Steve,
Circular polarizers are more expense and cannot be used [on many] autofocus systems
It's the other way round: if autofocus (and light metering) systems have a problem with polarized light, they will
only work with circular polarizers.
Sara,
You don't need to tell us that a 503 CW is a Hasselblad...
I understood your later question to be about what sort of filter (red, yellow, etc.) you should get. You had just told us you were going to check out Lee filters, right?
Asking us what filters (red, yellow, etc) to start with (should you do that), would be uhm... not good.
Gilbert,
I have a 93 mm B+W circular 'Käsemann' polarizer. I don't remember what it sold for when i got it, but it was considerably less than the Hasselblad filter. Though it still was not cheap. I'm sorry to hear that they don't sell them anymore.
The Hasselblad filter indeed 'doubling' as a ProShade lens adapter, and bearing the Hasselblad name, will make it more considerably expensive.

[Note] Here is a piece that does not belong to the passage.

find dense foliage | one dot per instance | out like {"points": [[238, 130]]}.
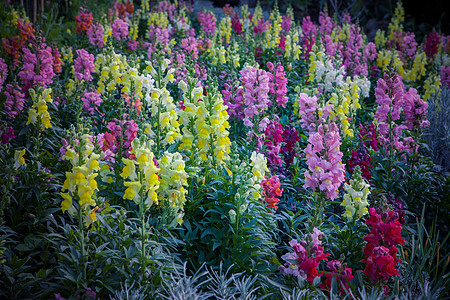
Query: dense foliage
{"points": [[148, 151]]}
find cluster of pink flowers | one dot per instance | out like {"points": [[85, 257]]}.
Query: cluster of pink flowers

There is no way i can attach a shade to the 93 mm polarizer, and perhaps getting the Hasselblad filter/shade adapter isn't such a bad idea, despite the costs. It's that i do not use polarizers often (don't like the look when used as a orange-filter-substitute-for-colour), else, perhaps.
Does the 93 mm fiter you ordered have a front mount to take the ProShade adapter?
Wilko,
If not using a polarizer, putting square resin filters inside the ProShade and attaching the thing to the lens using the regular 93 mm ProShade adapter would seem to be easy enough, would it not?
It's cheaper too, since the same square filters can be used with all lenses you have.
It's only the polarizer that is posing a problem (uhm... is very expensive).